Он лежал совершенно бездвижно, как будто «на операции», в то время как она с безжалостной мерностью восходила и опускалась, вплотную прижимаясь бедрами к камлаевским ногам, и это продолжалось вечность, и она растравляла, изнуряла его, до тех пор пока он не захотел ее убить, и руки его сами двинулись и подхватили Альбину под груди с боков. Он сдавил ее, как показалось, до хруста костей и принялся подбрасывать, колотить о себя; своей яростью он будто вытеснял себя из себя самого; возникло ощущение, что он как будто раздвоился: одна часть существа его совершенно остервенела, а вторая как будто зависла под потолком и с изумлением взирала на покинутое тело. И он все бросал ее и сдавливал все сильнее, упиваясь своей невесть откуда взявшейся силой, открывшейся способностью подбрасывать ее, такую сильную, большую, словно невесомую. И была перед ним горячая, ненасытная нагота этой женщины, собравшей в себя всех женщин мира, и податливость, уступчивость ее боков была, и все большая ее мягкость, обессиленность, которой она будто благодарно отзывалась на каждый новый его швырок и удар. И вот она как будто немо восхитилась его внезапным всемогуществом и сначала изумленно охнула, а потом начала постанывать уже безостановочно и как будто все более удрученно и тяжело (как будто ей все труднее было дух переводить; при этом хрипловатый тембр обычной ее речи никуда не делся), а потом эти трудные охи слились в какой-то не то плач, не то в густой звериный хрип, и камлаевская раздвоенность окончательно пропала, перестал он висеть над самим собой и собрался воедино. Целым сделался он, и не только целым, но еще и громадным, разросшимся в бескрайний гул торжественных тромбонных аккордов, в котором, как молнии в небе, возникали и гасли неслыханные рисунки, высвечивались исполинские звуковые вертикали и затихали их отголоски. И ни одно созвучие не кончалось, а продолжалось и продолжалось до самых дальних акустических горизонтов. Что было внутри, что пребывало извне — уже было не нужно знать. И вдруг все это оборвалось, и руки его сами собой разжались, и показалось, что он весь сейчас истечет, перейдет в нее без остатка, без надежды на всякое возобновление жизни и с признанием бессмысленности всякого возобновления.

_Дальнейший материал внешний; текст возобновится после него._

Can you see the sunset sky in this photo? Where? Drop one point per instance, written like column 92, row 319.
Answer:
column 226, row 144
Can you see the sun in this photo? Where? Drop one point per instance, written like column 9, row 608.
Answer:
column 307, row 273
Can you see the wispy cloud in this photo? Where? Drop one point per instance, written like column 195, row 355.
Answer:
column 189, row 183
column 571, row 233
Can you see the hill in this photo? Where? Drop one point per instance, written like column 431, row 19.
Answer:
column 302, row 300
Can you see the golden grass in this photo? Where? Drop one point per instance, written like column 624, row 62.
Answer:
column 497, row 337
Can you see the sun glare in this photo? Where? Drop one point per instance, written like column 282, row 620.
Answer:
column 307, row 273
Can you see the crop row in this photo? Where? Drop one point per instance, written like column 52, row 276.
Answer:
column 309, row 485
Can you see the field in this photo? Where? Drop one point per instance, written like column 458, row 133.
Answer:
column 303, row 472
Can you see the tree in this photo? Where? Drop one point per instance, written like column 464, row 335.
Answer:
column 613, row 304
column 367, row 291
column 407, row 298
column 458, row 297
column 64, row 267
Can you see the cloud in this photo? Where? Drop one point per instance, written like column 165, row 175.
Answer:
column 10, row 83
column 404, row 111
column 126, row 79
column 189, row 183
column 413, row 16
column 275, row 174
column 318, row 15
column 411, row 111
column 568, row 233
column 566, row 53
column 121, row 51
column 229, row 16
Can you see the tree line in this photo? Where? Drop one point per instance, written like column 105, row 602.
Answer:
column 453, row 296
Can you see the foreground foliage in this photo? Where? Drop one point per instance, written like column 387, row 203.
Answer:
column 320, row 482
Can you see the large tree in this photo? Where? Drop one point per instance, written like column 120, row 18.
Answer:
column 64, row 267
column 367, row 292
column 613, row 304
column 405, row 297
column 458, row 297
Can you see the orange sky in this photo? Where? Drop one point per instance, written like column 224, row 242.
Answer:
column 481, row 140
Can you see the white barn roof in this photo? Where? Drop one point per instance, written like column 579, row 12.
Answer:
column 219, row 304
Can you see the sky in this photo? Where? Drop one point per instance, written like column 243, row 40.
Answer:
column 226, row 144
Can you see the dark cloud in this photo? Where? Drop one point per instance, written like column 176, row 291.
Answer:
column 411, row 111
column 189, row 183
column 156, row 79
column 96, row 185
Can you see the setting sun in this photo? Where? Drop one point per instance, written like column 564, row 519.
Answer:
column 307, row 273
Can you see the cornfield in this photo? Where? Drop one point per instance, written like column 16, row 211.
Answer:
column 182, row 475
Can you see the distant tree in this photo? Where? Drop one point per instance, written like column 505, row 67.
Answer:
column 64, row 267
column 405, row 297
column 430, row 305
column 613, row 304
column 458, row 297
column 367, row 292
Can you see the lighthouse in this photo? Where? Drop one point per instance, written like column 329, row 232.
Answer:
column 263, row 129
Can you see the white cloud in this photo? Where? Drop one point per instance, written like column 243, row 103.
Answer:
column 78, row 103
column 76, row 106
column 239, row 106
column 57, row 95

Какое-то время, не бывшее ни коротким, ни длинным, он оставался без сознания, а когда возвратился, увидел, что живот его покрыт любовной жижей — это капли спермы вытекли из нее. Поискал ее рукой, прошелся пальцами по позвонкам: она лежала ничком, в изнеможении, неподвижно.
— Ну, ты меня и напугал, — сказала она, не поднимая головы и как будто сама себя не слыша, совершенно оглушенная. — То лежал себе так смирно, а то вдруг как схватил меня — чуть сердце в пятки не ушло.
И Матвей испытал особого рода гордость — и от того, что перестал быть смирным, и от того, что схватил, и от того, что оглушил Альбину до полного бесчувствия, — а затем эта гордость как будто вышла на поверхность и испарилась куда-то, и он почувствовал полнейшую опустошенность, переходящую в незнание: он не хотел ни двигаться, ни говорить и абсолютно теперь не знал, как двигаться и что говорить.
Как будто с тяжелой досадой на то, что ей приходится двигаться, подниматься, Альбина согнула руки в локтях и, оттолкнувшись ладонями, перевалилась на бок и спустила ступни на пол. Взяла полотенце и протерла ему живот. Поднялась, завернулась в еще одно полотенце и оставила Матвея в одиночестве. Матвей уже не чувствовал себя Матвеем. Тяжело, как с ворочаньем мельничных жерновов, определялся он, какое имя должен носить теперь.
— …И как теперь жить дальше? — как будто угадывая камлаевские мысли, не то насмешливо, не то сочувственно сказала вернувшаяся Альбина. — Задумался, да?
— Еще чего? — отвечал он как бы даже и с возмущением. — У меня все расписано, как на железной дороге. Я четко знаю, как и для чего мне жить. И знаю, что будет завтра. — Но по правде сказать, так твердо он не был уже уверен ни в чем. Расписание его досконально отстроенной жизни, которая была похожа на прямой, безостановочный лет курьерского поезда, показалось ему вдруг чрезмерно схематичным, однозначным и потому не вызывающим больше доверия. Линейное движение от старта к финишу, с наращиванием темпа, пианистической изощренности, музыкального могущества, с нанизыванием лучших концертных залов, со все расцветающим и расцветающим грохотом аплодисментов показалось ему сейчас скучным, неинтересным. Показалось, что этот четкий, однозначный план жизни отрезает Матвея от каких-то жизненно необходимых токов, исключает его из важнейших силовых полей, которые располагались будто по обе стороны от той линии движения, которую он выбрал.